Successive Assemblies have been unable to agree a tax and spending plan to bring their budget back into balance and a structural deficit of nearly £80m. has been estimated for 2026.
Deputy Sally Rochester did not believe that the recent general election, at which 35 of the 38 seats were won by independent candidates, provided clarity about the size and style of public sector which the island wanted or felt it could afford.
‘There is a question we aren’t asking at the moment... it’s what our national contract is and what we as a community want from our public sector,’ she said during debate on the 2026 Budget. 'We aren’t asking the very question of why we are trying to deliver Scandinavian public services when we ask only for a relatively small income compared to other jurisdictions.

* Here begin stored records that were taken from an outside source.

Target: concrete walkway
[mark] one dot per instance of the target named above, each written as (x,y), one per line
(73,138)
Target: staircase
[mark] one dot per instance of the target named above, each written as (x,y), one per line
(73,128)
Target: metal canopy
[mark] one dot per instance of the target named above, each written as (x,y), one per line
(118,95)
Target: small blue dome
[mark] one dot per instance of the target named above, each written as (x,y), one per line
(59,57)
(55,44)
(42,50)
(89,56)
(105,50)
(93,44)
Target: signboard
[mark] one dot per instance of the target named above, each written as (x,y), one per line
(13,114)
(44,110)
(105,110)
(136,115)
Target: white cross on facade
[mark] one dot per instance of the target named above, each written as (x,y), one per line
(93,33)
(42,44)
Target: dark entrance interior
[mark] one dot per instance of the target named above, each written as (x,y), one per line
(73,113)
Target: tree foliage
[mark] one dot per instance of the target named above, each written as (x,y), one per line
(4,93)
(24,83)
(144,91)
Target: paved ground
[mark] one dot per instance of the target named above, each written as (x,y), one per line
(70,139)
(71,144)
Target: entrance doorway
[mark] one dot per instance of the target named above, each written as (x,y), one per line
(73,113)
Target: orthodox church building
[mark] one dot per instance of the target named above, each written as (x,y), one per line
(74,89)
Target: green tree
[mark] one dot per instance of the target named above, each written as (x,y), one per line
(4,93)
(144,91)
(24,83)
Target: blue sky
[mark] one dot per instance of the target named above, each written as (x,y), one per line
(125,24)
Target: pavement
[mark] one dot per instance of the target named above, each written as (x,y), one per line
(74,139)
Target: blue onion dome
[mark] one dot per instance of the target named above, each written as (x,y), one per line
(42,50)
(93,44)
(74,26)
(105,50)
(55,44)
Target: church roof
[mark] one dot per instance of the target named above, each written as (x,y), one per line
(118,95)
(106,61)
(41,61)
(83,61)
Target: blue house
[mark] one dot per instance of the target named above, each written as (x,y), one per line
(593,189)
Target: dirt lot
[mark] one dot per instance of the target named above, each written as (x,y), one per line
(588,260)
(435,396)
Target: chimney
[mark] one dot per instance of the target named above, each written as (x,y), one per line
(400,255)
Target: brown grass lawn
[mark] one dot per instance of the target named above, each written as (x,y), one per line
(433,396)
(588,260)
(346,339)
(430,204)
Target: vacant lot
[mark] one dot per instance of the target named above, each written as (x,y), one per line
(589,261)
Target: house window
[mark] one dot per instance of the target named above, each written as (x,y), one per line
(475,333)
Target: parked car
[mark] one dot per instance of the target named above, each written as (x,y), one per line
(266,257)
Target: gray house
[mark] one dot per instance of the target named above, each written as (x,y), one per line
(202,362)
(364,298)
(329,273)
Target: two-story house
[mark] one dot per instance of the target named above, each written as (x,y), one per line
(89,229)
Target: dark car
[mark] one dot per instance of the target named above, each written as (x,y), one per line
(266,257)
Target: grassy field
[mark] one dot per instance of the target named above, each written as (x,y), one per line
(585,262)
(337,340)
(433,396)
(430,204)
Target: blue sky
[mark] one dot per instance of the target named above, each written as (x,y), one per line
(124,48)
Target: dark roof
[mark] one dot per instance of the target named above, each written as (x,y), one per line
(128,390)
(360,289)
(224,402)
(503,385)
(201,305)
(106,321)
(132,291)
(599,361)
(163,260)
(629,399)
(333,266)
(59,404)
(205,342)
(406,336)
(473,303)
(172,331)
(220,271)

‘We must have an honest, brave and well-informed conversation about what services we can provide in the long term for our community and what services our community wants us to provide. It’s a question which at some point we will have to wrestle with.’
Listen to our Shorthand States round-up of this week’s Budget meeting
Policy & Resources president Lindsay de Sausmarez said her committee was already giving thought to Deputy Rochester’s suggestion.

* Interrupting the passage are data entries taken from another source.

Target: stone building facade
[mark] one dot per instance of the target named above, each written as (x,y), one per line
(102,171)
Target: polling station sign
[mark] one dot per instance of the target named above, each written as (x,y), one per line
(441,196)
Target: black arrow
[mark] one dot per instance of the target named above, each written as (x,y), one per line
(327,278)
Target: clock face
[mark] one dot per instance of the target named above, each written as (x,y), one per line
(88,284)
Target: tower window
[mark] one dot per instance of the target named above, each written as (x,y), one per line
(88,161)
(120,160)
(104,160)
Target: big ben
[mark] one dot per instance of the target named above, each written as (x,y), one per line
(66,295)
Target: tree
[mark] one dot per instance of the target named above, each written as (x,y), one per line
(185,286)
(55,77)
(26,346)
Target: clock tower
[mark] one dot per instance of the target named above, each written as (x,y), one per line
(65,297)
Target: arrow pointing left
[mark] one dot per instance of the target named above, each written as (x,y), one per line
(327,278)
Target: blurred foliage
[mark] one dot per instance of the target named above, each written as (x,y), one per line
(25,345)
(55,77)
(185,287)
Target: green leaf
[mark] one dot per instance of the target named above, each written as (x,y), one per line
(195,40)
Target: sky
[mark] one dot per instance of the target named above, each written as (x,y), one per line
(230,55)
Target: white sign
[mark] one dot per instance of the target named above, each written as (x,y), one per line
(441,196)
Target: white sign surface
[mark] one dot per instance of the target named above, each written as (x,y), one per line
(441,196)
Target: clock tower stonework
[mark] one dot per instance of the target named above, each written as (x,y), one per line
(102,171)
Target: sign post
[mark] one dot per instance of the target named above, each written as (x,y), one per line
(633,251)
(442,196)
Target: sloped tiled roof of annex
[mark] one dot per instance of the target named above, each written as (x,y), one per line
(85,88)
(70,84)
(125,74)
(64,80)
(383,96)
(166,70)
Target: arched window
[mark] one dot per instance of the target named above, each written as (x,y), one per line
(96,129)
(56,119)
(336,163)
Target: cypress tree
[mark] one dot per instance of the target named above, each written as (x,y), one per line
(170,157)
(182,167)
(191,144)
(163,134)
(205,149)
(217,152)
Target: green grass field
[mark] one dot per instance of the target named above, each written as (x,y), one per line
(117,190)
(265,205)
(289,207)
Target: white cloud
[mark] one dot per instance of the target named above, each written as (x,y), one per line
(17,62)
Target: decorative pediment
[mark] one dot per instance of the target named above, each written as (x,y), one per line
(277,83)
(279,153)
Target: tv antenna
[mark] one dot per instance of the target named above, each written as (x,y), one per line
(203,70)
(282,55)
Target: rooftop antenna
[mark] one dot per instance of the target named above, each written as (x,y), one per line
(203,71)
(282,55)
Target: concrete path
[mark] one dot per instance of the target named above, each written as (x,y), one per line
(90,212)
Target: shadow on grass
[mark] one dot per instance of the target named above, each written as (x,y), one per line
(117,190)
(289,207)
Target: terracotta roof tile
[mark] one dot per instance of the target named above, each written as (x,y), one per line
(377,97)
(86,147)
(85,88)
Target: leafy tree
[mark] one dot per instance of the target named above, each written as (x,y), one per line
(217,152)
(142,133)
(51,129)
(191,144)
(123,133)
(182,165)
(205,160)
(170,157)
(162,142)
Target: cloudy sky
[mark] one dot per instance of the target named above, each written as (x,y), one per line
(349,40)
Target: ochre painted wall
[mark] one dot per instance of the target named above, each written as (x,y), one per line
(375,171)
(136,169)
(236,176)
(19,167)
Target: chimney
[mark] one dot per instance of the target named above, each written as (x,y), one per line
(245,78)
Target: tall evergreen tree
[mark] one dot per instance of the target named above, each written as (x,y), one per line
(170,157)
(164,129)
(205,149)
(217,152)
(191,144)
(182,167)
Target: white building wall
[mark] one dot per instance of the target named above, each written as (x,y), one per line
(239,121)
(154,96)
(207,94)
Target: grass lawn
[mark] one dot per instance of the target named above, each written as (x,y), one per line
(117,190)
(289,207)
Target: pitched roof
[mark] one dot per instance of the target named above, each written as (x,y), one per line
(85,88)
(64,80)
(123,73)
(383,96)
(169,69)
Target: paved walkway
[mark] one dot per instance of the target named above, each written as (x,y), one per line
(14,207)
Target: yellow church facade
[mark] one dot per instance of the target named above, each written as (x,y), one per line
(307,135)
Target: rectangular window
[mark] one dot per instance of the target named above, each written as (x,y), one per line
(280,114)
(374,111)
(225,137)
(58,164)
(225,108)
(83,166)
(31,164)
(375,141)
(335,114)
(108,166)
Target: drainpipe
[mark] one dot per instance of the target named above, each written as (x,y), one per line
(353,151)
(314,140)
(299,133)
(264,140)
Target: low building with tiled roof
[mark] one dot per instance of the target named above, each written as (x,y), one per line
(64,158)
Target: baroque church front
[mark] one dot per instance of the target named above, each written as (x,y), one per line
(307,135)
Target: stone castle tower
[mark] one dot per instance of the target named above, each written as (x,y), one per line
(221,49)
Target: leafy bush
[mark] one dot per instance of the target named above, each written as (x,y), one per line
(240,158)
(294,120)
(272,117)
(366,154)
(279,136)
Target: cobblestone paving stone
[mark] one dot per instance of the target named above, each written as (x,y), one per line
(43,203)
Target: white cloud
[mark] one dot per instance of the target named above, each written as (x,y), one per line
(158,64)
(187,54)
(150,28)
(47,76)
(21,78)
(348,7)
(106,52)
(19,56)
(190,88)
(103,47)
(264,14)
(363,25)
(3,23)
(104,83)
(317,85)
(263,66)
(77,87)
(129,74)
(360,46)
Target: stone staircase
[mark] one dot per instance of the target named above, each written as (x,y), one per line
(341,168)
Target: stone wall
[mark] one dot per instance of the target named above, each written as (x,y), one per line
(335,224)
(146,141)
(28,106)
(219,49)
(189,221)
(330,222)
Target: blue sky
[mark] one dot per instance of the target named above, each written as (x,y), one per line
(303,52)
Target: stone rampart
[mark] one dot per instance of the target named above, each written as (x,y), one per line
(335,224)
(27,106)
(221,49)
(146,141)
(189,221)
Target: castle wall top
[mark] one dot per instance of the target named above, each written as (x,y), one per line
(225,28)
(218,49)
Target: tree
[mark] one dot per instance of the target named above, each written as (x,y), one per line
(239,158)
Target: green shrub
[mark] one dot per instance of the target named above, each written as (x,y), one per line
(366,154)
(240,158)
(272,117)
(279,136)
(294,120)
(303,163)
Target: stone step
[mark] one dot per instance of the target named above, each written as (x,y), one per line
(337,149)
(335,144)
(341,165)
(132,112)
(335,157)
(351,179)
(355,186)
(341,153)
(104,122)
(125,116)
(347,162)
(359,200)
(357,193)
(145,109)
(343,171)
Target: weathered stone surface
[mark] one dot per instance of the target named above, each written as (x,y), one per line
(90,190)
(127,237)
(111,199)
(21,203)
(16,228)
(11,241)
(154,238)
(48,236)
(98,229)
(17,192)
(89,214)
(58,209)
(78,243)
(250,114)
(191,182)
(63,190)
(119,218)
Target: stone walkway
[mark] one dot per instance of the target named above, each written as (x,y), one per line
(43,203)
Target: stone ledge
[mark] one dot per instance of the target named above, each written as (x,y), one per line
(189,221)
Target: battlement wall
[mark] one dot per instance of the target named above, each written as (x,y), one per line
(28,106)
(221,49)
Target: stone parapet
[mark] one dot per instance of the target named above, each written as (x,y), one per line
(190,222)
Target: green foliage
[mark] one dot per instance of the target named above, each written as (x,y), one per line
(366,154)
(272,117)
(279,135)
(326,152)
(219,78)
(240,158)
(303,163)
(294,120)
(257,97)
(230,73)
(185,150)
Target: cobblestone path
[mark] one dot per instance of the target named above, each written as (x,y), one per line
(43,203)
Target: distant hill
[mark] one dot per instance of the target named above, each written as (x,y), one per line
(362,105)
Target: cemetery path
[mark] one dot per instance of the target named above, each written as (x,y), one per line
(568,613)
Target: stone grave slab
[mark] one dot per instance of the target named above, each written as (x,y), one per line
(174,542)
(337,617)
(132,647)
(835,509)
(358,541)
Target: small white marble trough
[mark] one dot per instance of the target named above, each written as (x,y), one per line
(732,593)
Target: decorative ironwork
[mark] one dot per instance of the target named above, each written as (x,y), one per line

Deputy de Sausmarez also praised a speech from Sarah Hansmann Rouxel in which the former Vale deputy, who won back a seat in the Assembly in June, asked States members to recognise that rash policy decisions made with good intentions could all too easily push up spending years later.
Deputy Hansmann Rouxel used the example of the secondary education model agreed by the previous States as a decision which had ‘baked structural inefficiencies into the budget of Education, Sport & Culture’, of which she is now a member.
She also recalled a vote in favour of expanding drugs and other medical treatments, despite the-then P&R presciently warning that the cost of funding them could climb well above original estimates.
‘The lesson here is not that the decision was wrong – access to effective medicines has real social value,’ she said.
‘But that requetes and amendments can hardwire structural costs and commit future Assemblies to permanent expenditure without a clear plan for how it will be funded.
‘If we are serious about fiscal discipline and reform, we have to learn from that experience and insist on full life cycle costing and a clear understanding of the long-term implications before we commit to any policy which creates an open-ended revenue line.’
Making his maiden speech following his election in June, Lee Van Katwyk criticised P&R for proposing a budget which he believed would do little to help the average Guernseyman or woman.
He called on deputies to ‘declare a state of emergency’ in the face of an ongoing cost-of-living crisis.
‘Guernsey’s sons, daughters, fathers, mothers and even grandparents are leaving their island home in droves because they cannot afford to live here.
‘To accept this Budget is to hammer the final nail in the coffin,’ said Deputy Van Katwyk.
Liam McKenna was so dismayed at how the island was being run that he claimed ‘the Sahara Desert would have a shortage of sand within five years if the States was in charge of it’. He knew of one removal firm which was assisting about 20 families a month to leave the island, he said.
‘People cannot take any more pain of the cost of living here,’ said Deputy McKenna.